OVERVIEW: Ken Golden is an applied mathematician who works on modeling and simulating multiscale systems that arise in geophysics and materials science. He is particularly interested in developing models of sea ice and its role in the climate system, treating sea ice as a complex material exhibiting composite structure on length scales ranging over ten orders of magnitude. Golden brings to bear rigorous mathematics to key problems in the physics and biology of sea ice such as fluid flow through the porous brine microstructure, the evolution of melt ponds on Arctic sea ice, thermal transport and fluid convection, ocean wave propagation in the marginal ice zone, anomolous diffusion and floe trajectories, and the dynamics of microbial communities living in sea ice. He has also worked extensively on the mathematics of sea ice remote sensing and the interaction of electromagnetic waves with composite materials.
A principal theme running through Golden's work is linkage of scales: incorporating small scale information into calculations of effective behavior on larger scales, like those relevant in coarse-grained climate models, as well as the inverse problem of reconstructing local characteristics from observed macroscopic behavior. Similar themes run in statistical physics and homogenization theory for composites, which provide approaches and models Golden has often used to study sea ice. His research is helping to advance how sea ice is represented in climate models, and to improve projections of climate change and the response of polar ecosystems.

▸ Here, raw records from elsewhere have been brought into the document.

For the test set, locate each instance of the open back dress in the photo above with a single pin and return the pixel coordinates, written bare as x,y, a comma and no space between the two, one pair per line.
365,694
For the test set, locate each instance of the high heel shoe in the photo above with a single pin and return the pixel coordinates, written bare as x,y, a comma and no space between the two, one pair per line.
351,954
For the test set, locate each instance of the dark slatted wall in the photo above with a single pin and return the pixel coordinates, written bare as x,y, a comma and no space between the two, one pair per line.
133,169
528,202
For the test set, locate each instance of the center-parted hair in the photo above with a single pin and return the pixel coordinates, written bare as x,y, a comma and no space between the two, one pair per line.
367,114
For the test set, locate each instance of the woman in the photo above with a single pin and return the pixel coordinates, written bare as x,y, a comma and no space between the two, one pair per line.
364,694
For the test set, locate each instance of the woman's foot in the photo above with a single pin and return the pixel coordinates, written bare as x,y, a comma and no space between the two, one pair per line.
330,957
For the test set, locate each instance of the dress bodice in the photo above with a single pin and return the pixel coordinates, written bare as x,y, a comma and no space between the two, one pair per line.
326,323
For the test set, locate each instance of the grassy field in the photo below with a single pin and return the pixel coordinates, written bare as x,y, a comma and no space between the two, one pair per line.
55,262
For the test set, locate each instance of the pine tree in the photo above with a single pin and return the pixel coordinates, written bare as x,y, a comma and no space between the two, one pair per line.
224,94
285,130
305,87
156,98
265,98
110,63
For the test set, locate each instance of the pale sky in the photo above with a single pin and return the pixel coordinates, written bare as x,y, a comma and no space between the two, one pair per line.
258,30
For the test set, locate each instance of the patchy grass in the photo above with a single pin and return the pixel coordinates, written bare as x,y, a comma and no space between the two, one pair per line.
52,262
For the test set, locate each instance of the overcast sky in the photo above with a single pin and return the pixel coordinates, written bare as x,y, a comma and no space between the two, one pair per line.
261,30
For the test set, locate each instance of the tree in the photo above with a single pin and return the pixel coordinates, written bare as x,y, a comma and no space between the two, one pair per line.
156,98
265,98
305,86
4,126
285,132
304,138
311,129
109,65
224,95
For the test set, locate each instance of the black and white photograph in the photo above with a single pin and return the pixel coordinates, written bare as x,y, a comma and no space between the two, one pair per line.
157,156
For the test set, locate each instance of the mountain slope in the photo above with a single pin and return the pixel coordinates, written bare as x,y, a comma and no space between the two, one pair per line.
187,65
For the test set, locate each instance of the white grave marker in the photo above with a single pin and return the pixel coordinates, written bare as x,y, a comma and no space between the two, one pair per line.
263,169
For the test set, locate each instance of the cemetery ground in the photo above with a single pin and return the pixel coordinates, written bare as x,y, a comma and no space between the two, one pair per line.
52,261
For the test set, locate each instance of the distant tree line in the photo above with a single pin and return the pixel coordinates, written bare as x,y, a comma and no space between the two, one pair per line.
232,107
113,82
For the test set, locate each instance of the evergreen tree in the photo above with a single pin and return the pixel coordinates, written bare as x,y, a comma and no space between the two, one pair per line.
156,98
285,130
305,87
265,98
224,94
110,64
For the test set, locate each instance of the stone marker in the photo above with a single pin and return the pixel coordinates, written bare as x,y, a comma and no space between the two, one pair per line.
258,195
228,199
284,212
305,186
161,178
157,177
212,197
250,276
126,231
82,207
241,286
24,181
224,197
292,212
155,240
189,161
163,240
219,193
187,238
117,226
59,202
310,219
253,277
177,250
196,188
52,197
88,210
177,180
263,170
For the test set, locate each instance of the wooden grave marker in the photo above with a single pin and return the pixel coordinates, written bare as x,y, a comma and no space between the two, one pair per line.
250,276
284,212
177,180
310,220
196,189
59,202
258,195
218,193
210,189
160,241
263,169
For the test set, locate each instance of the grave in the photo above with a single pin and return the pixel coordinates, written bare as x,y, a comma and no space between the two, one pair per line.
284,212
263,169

THE MATH: Golden has used a broad array of mathematical techniques to study sea ice and other composites, including lattice and continuum percolation theory, homogenization for elliptic and parabolic partial differential equations, Stieltjes integral representations in one and several complex variables, computation of spectral measures which incorporate composite or flow geometry, Ising and network models, fractal geometry, random matrix theory, advection diffusion processes, and theories of electromagnetic inversion. These studies have often led to more general mathematical investigations and results for systems with applications well beyond sea ice. They include forward and inverse homogenization for matrix-particle composites and polycrystalline materials, critical behavior of transport in composites, integral representations for advection-enhanced diffusion, rigorous bounds on the electromagnetic properties of composites and the fluid permeability of porous media, and an unexpected Anderson transition for classical transport in composites near the percolation threshold. Dr. Golden also maintains research interests in quasiperiodic media and electrorheological fluids.
FIELD EXPERIMENTS: Dr. Golden has conducted extensive field experiments on the fluid and electromagnetic transport properties of sea ice in both the Arctic (2007, 2011, 2012, 2013, 2014) and Antarctic (1994, 1999, 2007, 2010, 2012). His field work on the vertical fluid permeability in the Antarctic has been focused recently on determining the percolation threshold for fluid flow in granular ice which comprises a significant proportion of the sea ice produced in the Southern Ocean. In the Arctic the focus has been to help understand the formation and evolution of ponds on top of melting Arctic sea ice. During a 2014 Arctic expedition the experiments (with C. Polashenski) revealed how ponds actually form on the surface of sea ice so permeable that the melt water should drain. Related field measurements of the electrical properties of sea ice are designed to help monitor microstructural transitions and track the state of the sea ice pack in a changing climate. Golden's field experiments are designed to provide data for comparison with theories of transport in sea ice, help guide the development of the models, and lay the groundwork for next generation sensors.
Review Articles (from Publications):
47. K. M. Golden, Climate change and the mathematics of transport in sea ice, invited article for the Notices of the American Mathematical Society, Volume 56, Number 5, pages 562-584 (including issue cover), May 2009. PDF (Additional References, PDF)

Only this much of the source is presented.